Enfin, comme son titre hexagonal l’indique, Tempura est également un film gourmand et épicurien, où l’amour de la nourriture et d’un bon repas transpire de partout et permet d’évoquer des valeurs de partage, convivialité et de montrer des moments de complicité partagée qui aident à soigner tous les maux, et à aller au-delà des problèmes de communication, qu’ils soient dus à une trop grande nervosité ou simplement à la barrière de la langue.
Du côté de la réalisation, Akiko Ôku fait preuve de maîtrise sans jamais le laisser paraître. Sa caméra parvient tellement à épouser le point de vue de Mitsuko que le résultat paraît toujours fluide et naturel et que l’on s’identifie à elle sans peine. Passant sans mal de la comédie romantique faisant la part belle aux petits moments du quotidien (à table, dans la rue, au bureau…) au film intimiste et initiatique et finalement au drame psychologique, la réalisatrice sait également garder un véritable équilibre entre des partis pris de mise en scène très réalistes voire quasi-documentaires et d’autres plus oniriques, qui reflètent l’état d’esprit de l’héroïne et la manière dont son imagination vient égayer son quotidien. L’ensemble du casting est également excellent : Non, bien entendu, qui interprète Mitsuko, mais également Kento Hayashi, qui parvient à ne jamais paraître uni-dimensionnel dans le rôle-clé de Tada.

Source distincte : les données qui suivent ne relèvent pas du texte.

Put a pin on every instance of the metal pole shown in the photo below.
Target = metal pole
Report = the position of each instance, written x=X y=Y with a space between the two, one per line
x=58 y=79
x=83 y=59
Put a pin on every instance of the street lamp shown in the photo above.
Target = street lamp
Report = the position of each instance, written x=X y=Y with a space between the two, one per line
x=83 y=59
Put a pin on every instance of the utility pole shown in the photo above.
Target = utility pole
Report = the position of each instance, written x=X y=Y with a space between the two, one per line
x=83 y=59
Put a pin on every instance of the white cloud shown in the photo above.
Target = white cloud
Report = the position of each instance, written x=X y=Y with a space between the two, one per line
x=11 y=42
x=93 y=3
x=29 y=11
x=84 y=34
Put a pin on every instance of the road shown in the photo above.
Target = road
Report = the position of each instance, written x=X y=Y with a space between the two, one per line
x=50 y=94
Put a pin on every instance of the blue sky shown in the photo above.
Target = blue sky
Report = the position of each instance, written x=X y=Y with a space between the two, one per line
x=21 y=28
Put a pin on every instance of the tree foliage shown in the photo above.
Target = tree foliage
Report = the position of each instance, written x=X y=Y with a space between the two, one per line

Au final, Tempura est sans doute la vraie bonne surprise de l’été 2022… et l’un des meilleurs films qu’il nous ait été donné de voir ces deux dernières années malgré quelques longueurs lors du second acte en raison d’une structure qui manque parfois un peu de lisibilité, même si elle épouse l’évolution de son héroïne. Optimiste, plein de fantaisie et dans le même temps poignant et mélancolique, il recèle d’autant de facettes que cette jeune Japonaise à l’imagination débordante, tout en étant exigeant et maîtrisé, dans son écriture comme à la caméra.